Le chauffeur klaxonne. Tout le monde rembarque. C’est reparti.

Je ne sais pas ce qu’il a mangé, mais il semble qu’il conduit plus rapidement que tout à l’heure. La vitesse augmente puis on met rapidement les freins qui font un vacarme couineur, la route est détruite. On passe une coupe de bosses et de trous, on a du mal à sortir d’une crevasse, mais le véhicule reprend de la vitesse. On accélère avant de remettre les freins aussi brusquement à peine 100 mètres plus loin. Ça a été comme ça pendant 20 minutes. Arrête repars, arrête repars… On prend les courbes assez raides, tellement que le bus fait un sorte de grincement chaque fois.

Les heures passent. 11h, Minuit, 1h… Avance, freine, tourne, klaxonne, accélère, break, klaxonne encore, tourne & tourne encore..! Moi qui pensais passer une nuit paisible sur mon petit lit d’autobus, bienvenue au Laos ma belle ! Ou bien j’ai les doigts croisés et les pieds crispés ou bien mes mains sont accrochées aux barreaux de mon lit. J’ai la chienne !!! Après avoir vu qu’on roulait vraiment sur le bord du précipice, je me suis promis de ne plus regarder dehors. Je me suis aussi promis que la prochaine fois, j’allais prendre le petit bateau qui descend tout doucement le fleuve du Mékong.

1h30 AM : On fait un autre arrêt pipi. Tiens tiens, pas de salle de bain, cette fois c’est tout le monde en ligne, au bord du chemin les filles accroupies, les gars debout. Je pense que tout le monde a tellement envie qu’on oublie d’être gênés.

Je suis au milieu du nord du Laos, la ride de bus brasse tellement que, non seulement j’ai failli tomber en bas de mon lit à deux reprises, mais je me suis aussi demandé c’était quoi le processus avec mes assurances en cas de blessures graves par accident de la route, je me suis retrouvée avec une assiette de carnivore devant moi alors que j’avais demandé un petit riz blanc inoffensif, pour finir mon souper avec un sac de ramen beaucoup trop épicé qui m’a mis la bouche en feu durant 45 minutes, et finalement, je viens de m’accroupir devant une dizaine d’inconnus qui font pipi.
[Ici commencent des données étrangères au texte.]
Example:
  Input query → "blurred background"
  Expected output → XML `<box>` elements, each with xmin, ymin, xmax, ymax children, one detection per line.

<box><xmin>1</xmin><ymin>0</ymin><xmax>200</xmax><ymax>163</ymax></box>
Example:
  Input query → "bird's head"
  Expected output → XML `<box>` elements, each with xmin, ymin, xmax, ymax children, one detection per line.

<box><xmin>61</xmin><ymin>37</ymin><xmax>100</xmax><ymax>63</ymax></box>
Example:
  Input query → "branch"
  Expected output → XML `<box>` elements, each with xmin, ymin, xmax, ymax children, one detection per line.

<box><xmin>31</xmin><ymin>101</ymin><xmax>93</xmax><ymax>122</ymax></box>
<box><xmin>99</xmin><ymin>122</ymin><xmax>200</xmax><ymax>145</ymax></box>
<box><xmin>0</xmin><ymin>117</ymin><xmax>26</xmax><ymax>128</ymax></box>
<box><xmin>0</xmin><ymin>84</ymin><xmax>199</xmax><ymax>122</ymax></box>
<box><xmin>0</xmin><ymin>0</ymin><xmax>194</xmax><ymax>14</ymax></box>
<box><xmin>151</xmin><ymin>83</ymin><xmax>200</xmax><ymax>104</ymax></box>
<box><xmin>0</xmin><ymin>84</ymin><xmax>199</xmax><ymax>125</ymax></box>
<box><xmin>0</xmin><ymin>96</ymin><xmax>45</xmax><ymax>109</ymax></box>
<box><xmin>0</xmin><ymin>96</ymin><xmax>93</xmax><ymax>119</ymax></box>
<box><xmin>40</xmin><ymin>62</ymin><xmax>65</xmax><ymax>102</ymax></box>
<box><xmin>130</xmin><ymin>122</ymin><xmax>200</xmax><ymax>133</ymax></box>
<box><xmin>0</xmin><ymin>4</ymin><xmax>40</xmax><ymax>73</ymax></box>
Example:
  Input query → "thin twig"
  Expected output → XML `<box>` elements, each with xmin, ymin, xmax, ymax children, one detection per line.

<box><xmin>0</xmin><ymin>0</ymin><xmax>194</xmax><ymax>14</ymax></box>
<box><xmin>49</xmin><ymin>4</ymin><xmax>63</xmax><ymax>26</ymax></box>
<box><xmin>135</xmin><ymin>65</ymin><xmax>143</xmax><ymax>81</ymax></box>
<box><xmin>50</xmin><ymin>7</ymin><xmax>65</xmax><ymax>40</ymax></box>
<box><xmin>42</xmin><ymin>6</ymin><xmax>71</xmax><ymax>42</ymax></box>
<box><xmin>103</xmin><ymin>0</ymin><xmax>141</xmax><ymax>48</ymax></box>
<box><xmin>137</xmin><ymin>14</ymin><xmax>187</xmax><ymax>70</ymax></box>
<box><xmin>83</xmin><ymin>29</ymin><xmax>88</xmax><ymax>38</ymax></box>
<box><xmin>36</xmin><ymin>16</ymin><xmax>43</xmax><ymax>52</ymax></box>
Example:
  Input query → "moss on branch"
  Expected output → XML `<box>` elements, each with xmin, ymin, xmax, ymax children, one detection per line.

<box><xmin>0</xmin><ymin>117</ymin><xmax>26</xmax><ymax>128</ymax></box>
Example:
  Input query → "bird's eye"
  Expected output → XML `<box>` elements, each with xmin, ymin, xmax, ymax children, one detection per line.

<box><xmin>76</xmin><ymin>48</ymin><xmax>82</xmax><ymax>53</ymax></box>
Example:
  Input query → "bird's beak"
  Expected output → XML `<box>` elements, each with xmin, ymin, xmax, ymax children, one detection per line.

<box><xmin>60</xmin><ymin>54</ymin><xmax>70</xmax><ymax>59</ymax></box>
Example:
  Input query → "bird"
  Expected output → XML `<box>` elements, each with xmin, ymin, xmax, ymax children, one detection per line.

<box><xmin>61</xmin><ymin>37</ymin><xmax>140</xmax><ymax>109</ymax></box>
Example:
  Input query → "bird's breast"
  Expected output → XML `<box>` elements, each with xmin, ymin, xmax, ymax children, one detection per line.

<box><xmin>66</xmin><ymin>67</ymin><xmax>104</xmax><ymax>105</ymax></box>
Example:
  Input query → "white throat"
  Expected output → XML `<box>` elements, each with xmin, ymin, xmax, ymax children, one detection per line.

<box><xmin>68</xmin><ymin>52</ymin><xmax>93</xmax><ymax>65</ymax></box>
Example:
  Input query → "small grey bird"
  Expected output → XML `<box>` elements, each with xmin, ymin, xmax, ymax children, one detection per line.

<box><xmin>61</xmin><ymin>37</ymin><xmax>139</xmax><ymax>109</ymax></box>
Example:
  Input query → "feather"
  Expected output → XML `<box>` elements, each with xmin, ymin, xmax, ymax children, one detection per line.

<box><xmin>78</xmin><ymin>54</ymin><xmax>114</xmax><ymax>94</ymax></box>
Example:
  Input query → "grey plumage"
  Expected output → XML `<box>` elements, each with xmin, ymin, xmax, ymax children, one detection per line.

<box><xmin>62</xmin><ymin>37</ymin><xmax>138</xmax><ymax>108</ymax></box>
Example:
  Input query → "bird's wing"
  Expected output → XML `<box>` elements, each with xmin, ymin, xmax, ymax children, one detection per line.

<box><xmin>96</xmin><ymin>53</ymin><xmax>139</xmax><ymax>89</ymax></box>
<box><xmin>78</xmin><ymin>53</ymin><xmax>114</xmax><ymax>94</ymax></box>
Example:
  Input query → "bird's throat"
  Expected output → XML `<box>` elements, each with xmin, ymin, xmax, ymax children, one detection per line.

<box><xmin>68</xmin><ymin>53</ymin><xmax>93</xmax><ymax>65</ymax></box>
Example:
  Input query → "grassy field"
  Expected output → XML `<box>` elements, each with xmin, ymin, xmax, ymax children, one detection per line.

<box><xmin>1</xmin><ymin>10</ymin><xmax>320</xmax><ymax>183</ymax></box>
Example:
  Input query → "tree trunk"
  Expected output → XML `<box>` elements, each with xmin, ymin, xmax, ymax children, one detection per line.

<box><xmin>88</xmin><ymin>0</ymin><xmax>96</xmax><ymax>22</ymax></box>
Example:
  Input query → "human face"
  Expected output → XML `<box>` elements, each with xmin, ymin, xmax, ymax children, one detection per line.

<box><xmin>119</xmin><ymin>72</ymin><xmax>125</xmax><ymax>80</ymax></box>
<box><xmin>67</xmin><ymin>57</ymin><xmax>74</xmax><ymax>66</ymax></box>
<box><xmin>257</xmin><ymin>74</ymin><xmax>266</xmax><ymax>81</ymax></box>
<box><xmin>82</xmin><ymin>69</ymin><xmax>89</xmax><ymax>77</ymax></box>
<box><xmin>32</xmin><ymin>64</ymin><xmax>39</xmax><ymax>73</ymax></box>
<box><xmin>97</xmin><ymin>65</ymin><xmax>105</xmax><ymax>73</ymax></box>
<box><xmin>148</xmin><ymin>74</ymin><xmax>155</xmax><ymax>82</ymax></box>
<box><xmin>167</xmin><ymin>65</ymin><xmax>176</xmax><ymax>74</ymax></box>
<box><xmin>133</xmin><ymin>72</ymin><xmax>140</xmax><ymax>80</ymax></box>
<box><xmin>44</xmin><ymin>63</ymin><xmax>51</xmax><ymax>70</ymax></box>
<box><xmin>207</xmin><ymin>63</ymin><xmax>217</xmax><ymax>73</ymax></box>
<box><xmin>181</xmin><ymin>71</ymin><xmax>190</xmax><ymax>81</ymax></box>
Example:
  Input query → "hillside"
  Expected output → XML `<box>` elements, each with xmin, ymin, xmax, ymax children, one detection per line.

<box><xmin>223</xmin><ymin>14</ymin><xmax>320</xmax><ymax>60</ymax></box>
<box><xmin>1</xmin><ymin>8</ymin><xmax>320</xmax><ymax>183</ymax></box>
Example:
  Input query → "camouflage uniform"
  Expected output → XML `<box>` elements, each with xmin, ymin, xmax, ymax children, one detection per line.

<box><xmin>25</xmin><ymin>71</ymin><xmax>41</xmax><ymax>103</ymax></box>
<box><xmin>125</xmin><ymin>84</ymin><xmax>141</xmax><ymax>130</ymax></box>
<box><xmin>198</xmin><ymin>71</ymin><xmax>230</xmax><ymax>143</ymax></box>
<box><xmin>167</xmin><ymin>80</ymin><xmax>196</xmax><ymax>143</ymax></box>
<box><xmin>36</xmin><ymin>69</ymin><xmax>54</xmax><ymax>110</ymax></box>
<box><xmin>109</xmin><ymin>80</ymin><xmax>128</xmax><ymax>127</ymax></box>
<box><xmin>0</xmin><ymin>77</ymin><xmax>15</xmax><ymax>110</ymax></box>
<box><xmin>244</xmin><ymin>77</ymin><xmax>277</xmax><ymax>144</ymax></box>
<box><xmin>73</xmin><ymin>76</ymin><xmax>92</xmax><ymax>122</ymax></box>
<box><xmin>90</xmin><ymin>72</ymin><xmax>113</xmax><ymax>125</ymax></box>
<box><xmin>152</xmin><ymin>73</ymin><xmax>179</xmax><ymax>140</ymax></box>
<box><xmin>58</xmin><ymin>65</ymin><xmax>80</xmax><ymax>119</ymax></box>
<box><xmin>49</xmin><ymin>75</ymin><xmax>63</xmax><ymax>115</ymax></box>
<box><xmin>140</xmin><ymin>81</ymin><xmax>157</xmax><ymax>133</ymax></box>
Je sais pas si c’est la fatigue ou la nervosité, mais de retour dans l’autobus après cette scène complétement saugrenue, j’ai éclaté de rire en dessous de mes couvertes. Je suis morte de rire… Et ça ne fait même pas 24 heures que je suis au pays. Si la Thaïlande m’en a mis plein la vue, le Laos lui, me jette brusquement en dehors de mon confort voir carrément en bas de la falaise (on verra)…

Plus que 5h de route. Je ferme les yeux et tente de me reposer.

Je sens quelque chose sur mon bras gauche, ça m’agrippe, me brasse. Je plisse les yeux. Je me sens étourdie. J’entends une voix que j’ai du mal à déceler, c’est une langue que je ne comprends pas.

J’ouvre les yeux, c’est le matin, une femme laotienne de l’autobus me tient par le bras et me fait signe qu’on est arrivé. On est arrivés ? Je suis en vie ?

Dehors il fait gros soleil, il est 7h du matin et il fait déjà 30 degrés. Je me sens poquée.

On dirait que je viens de me réveiller d’un énorme lendemain de veille… que s’est-il passé ?

Je suis toute déboussolée pas réveillée, mon cerveau est au ralenti, mais le pays lui, ne chôme pas !

Je sors du bus et déjà la routine d’accueil qui commence, TUK TUK ! Downtown miss ! Luang Prabang downtown ! Guesthouse ! Cheap ride ! TAXI ! Je swing mon sac sur mon dos et m’éloigne à pied, laissant derrière moi tout ce brouhaha.

Une introduction prometteuse pour les aventures à venir !

N’ayant aucun plan & aucune attente en venant ici, j’avais quand même essayé de repérer sur la map du pays, les plus petits villages éloignés où je pourrais aller me perdre pour être bien dépaysée. Mais une fois sur place, j’ai comme l’impression que je n’aurai pas à aller bien loin.